During the months of June to August there are some major festivals held in the area so this would be a good time to visit to partake in the festive celebrations.

A 120 km trek, which takes you to the pristine blue lake of Chandra Tal, is possibly the loveliest in all of Himachal Pradesh. Surrounded by mountains and glaciers, Chandra Tal- `Moon Lake’ is situated at a height of about 15,000 ft, and is aptly named; it’s actually crescent shaped.

From Manali, take the road up to the Rohtang Pass, and from there onto Gramphu, where you can then walk beside the foaming waters of the Chandra River, travelling eastwards to Chandra Tal. The river takes you to Dorni (which can be the first halt; you’ll have to pitch a tent here); then comes Chhatru.
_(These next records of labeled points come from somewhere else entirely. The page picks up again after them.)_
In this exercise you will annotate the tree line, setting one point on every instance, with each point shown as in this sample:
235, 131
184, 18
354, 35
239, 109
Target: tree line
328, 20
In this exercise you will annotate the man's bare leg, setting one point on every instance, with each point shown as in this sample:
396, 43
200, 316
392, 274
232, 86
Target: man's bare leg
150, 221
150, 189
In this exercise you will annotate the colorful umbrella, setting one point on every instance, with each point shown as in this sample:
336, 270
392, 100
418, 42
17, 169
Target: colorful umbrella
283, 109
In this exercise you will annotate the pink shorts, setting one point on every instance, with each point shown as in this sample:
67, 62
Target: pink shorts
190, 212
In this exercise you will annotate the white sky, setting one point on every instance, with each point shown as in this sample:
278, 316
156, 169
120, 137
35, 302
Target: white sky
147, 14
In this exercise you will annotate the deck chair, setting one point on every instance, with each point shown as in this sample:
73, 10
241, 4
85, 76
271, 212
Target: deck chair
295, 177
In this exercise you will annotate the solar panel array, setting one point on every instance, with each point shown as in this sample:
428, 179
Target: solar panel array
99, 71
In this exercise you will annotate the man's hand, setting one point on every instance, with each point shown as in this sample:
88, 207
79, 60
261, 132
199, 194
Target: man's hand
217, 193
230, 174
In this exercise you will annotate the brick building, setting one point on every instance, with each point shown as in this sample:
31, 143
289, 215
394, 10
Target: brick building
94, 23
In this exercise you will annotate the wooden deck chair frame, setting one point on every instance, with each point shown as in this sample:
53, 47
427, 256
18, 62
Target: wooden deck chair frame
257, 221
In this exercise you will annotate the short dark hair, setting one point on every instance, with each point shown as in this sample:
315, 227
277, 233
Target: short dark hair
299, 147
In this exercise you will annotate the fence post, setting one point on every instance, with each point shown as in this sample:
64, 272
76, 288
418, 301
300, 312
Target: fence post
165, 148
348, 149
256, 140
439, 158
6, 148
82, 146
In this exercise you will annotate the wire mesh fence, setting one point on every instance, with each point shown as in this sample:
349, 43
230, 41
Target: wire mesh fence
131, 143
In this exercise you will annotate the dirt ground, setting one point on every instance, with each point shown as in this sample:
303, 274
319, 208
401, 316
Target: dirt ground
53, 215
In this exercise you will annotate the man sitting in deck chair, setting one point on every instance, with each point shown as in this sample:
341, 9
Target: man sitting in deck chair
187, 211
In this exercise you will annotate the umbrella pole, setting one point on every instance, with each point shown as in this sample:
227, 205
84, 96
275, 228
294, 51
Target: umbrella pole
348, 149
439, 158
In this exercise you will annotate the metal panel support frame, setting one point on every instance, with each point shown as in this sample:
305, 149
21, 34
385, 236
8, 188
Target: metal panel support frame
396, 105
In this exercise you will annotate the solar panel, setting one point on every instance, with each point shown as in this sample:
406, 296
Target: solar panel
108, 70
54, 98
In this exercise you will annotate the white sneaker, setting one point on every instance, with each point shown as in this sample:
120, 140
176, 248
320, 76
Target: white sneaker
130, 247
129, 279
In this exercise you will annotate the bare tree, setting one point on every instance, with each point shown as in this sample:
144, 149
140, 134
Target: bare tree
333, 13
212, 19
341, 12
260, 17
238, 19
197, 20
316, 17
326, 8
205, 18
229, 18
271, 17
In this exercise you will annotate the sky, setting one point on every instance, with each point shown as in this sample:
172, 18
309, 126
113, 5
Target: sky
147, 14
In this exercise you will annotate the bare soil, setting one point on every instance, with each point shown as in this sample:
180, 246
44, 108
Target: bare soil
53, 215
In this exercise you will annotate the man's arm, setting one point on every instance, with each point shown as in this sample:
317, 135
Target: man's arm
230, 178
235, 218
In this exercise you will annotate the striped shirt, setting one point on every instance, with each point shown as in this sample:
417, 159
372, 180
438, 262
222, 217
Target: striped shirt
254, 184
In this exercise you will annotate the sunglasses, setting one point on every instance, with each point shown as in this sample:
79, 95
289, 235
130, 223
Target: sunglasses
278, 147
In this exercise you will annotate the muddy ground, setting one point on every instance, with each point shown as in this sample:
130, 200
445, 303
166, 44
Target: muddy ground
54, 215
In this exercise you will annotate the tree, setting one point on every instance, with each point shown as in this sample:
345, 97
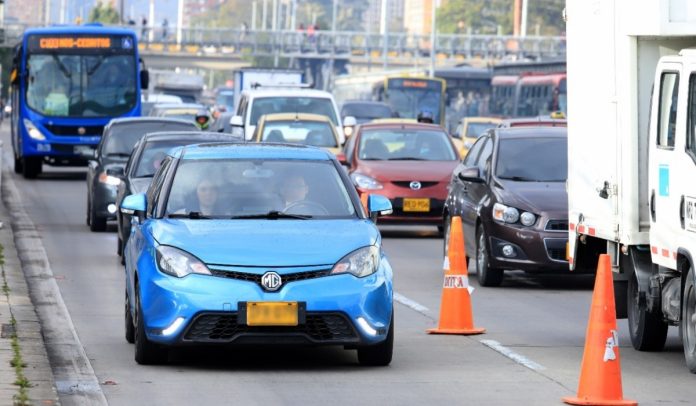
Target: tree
104, 13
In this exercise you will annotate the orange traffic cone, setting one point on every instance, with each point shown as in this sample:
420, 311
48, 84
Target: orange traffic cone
455, 309
600, 374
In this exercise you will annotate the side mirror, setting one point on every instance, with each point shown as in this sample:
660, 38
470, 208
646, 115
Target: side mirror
470, 174
144, 79
349, 123
134, 205
117, 171
237, 121
378, 205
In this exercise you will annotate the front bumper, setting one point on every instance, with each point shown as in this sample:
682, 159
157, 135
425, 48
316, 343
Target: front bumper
534, 250
332, 306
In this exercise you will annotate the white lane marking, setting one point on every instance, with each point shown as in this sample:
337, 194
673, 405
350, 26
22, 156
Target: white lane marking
411, 304
520, 359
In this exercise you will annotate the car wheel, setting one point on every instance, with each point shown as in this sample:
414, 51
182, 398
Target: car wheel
31, 167
647, 330
381, 354
146, 352
130, 327
487, 276
19, 168
96, 223
688, 323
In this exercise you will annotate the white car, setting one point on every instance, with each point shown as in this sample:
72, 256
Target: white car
258, 102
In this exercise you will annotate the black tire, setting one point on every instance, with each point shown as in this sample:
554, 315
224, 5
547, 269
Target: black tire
647, 330
688, 322
31, 167
130, 327
379, 355
19, 168
486, 275
96, 223
146, 352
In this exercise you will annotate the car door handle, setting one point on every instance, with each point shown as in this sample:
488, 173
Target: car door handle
652, 205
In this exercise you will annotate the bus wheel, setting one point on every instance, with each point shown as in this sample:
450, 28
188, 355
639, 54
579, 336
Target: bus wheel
31, 167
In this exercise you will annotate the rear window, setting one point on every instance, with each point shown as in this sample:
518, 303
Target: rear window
533, 159
271, 105
122, 137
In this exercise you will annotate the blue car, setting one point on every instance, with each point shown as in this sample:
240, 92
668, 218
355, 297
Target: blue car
256, 244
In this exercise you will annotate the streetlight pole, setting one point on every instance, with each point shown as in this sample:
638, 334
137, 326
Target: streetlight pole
433, 37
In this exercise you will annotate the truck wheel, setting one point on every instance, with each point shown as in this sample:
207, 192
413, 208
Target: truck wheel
487, 276
648, 331
31, 167
688, 323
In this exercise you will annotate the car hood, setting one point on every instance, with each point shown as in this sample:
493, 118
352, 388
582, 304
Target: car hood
432, 171
272, 243
140, 185
537, 197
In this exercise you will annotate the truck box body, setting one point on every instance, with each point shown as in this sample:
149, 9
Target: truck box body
613, 49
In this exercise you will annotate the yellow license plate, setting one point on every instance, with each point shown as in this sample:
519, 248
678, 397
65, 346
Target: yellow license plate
272, 314
416, 204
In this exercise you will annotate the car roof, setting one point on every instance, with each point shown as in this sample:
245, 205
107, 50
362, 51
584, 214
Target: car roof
185, 135
287, 92
532, 132
296, 117
252, 151
400, 123
148, 119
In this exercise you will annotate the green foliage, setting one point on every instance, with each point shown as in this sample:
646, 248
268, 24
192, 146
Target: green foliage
485, 16
104, 13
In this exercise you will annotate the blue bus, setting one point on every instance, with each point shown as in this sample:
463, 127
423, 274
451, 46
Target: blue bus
68, 82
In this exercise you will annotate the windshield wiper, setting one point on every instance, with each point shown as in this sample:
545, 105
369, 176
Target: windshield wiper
274, 215
194, 215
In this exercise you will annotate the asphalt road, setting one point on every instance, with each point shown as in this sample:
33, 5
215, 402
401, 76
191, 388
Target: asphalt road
541, 321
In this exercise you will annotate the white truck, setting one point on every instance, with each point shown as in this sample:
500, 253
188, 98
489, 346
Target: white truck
632, 158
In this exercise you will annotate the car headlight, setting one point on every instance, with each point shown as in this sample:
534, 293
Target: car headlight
176, 262
33, 131
365, 182
109, 180
527, 219
505, 213
361, 262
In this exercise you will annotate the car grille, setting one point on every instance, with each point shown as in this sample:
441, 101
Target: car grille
318, 327
256, 278
71, 130
407, 184
557, 225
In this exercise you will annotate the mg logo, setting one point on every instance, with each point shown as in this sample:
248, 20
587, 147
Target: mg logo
271, 281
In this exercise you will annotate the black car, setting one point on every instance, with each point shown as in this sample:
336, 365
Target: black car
144, 162
116, 144
365, 111
510, 193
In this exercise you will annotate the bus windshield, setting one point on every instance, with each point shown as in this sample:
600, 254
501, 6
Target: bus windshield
410, 97
81, 85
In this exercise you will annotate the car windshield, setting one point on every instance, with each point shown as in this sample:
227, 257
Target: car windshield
81, 85
236, 188
533, 159
271, 105
475, 130
364, 112
405, 144
122, 137
314, 133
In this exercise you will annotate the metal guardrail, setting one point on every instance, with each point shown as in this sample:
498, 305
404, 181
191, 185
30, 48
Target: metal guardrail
341, 44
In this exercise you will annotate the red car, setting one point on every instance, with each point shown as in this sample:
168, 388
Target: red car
410, 163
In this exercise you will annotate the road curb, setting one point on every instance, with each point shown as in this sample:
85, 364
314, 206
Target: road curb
73, 375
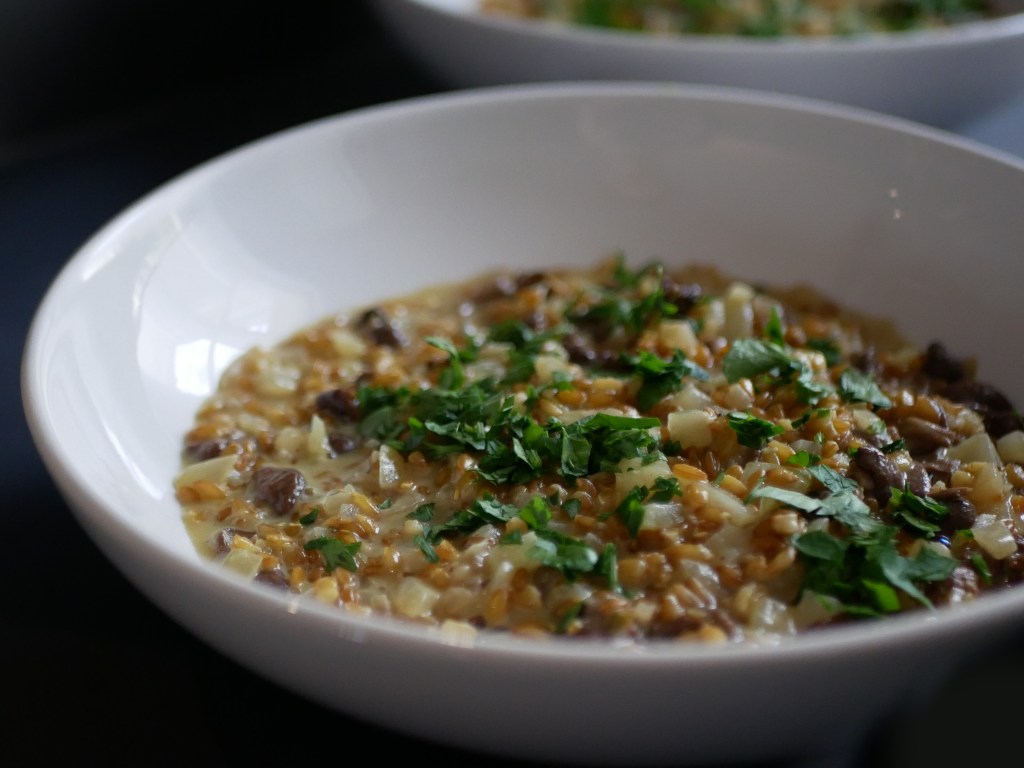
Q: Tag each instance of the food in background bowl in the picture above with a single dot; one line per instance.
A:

From Chhatru, continue to Chota Dara, the latter a major tourist centres as far as Lahaul is concerned- it has a PWD rest house, where you can actually get a hot meal and a room.

From Chota Dara, take the trail past the Bara Shigri glacier to Batal, at the base of the Kunzum Pass. Batal is the final halt- a windy and chilly campsite which has a PWD rest-house- before the final lap to Chandra Tal.

After you have enjoyed the place and taken all the photographs you want, head back- past Gramphu, to Keylong through Manali-Bara Shigri Glacier-Keylong, which is a slightly shorter version of the Manali-Chandratal-Keylong trek.

This one passes through Rohtang, Gramphu, Dorni, Chhatru, and Chota Dara, and up to the Bara Shigri glacier. The glacier’s the longest in Himachal- all of 55 km long- and its mouth is four km from Batal. Bara Shigri’s melting waters eventually feed the Chenab River.

Situated at a distance of 65 km from Keylong, the beautiful Suraj Tal Lake is the source of the Bhaga River. It lies, hemmed in by soaring mountains, below the Baralacha La, the pass which connects Lahaul to Ladakh.

Baralacha La, at a height of 16,400 ft, stretches for 8 km and lies on the road from Manali to Leh. The trek from Manali to Chandra Tal and then on to Keylong should take about 10 days; its high altitude and an arduous trek, so take it easy.